To maintain the level of services CACD provides means shifting money from elsewhere in the state police budget. It could mean fewer troopers on the highways.
Cutting federal programs has real consequences for real people. Most politicians on Capitol Hill don’t often mention negative consequences when they vote.
An anticipated additional reduction in funding in 2014 would reportedly force the agency to cut back on its child maltreatment investigations. That means more real consequences for children.
Do we save now or pay the price in ruined lives later?
Take Back drugs
The Jefferson County Sheriff’s Department, Pine Bluff Police Department, the Tri-County Drug Task Force and the Drug Enforcement Administration will collect unwanted, unused and expired prescription medications from the public from 10 a.m. to 2 p.m. today at two Pine Bluff locations.
The sheriff’s department mobile command center will be at the Brookshire’s store, 2800 S. Hazel St., and Pine Bluff officers will be at USA Drug, 1401 E. Harding Ave., to accept medication for disposal free of charge with “no questions asked.”
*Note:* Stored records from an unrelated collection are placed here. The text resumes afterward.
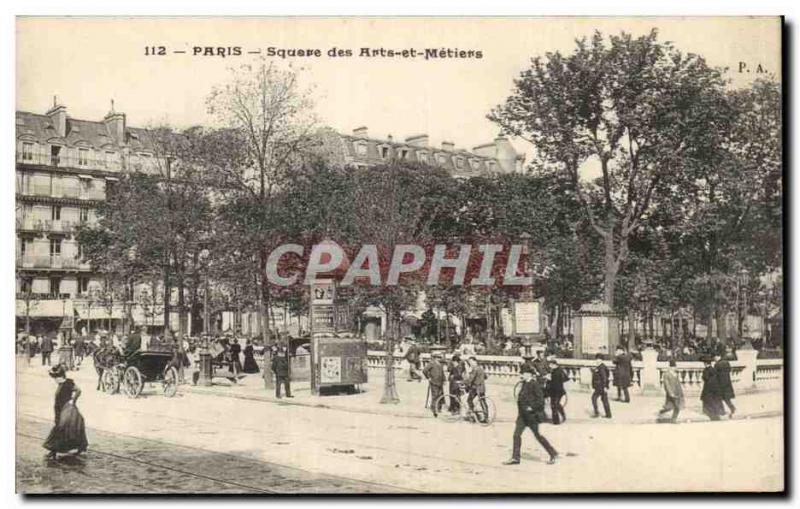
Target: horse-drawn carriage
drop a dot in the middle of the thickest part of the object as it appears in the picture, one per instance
(156, 365)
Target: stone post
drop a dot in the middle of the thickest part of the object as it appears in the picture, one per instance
(650, 380)
(747, 379)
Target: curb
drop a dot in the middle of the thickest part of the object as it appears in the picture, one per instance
(426, 415)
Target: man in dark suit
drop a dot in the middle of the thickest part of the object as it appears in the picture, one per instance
(434, 372)
(280, 366)
(530, 412)
(725, 385)
(599, 386)
(623, 374)
(47, 349)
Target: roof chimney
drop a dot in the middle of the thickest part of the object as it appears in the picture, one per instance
(420, 140)
(115, 124)
(58, 116)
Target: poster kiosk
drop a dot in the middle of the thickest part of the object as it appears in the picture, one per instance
(338, 358)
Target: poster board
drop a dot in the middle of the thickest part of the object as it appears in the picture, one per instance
(527, 318)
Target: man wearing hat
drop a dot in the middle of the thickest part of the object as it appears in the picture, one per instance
(600, 376)
(530, 413)
(555, 390)
(434, 372)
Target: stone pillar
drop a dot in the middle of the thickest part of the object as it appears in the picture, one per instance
(205, 368)
(650, 380)
(747, 379)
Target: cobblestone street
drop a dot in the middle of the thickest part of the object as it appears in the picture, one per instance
(201, 443)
Getting drugs off the street and out of home medicine cabinets is the goal. Prescription drugs taken from homes often find their way to illegal distribution out on the streets. And where do teens find prescription drugs to experiement with? The home.
The rate of prescription drug abuse in our nation and in Jefferson County is high. Fortunately, Arkansas is the top state in its region for collecting prescription medication from the public.
Last year Arkansans turned in 11,924 pounds, or 16.6 million tablets, of prescription drugs at various sites operated by the DEA and more than 100 state and local law enforcement agencies.
Congress adopted the Secure and Responsible Drug Disposal Act of 2010 to amend the Controlled Substances Act to allow an “ultimate user” of controlled substance medications to dispose of them by delivering them to police agencies.
Pending legislation would allow the expansion of the “Take-Back Day” efforts. That’s a real step that could save lives.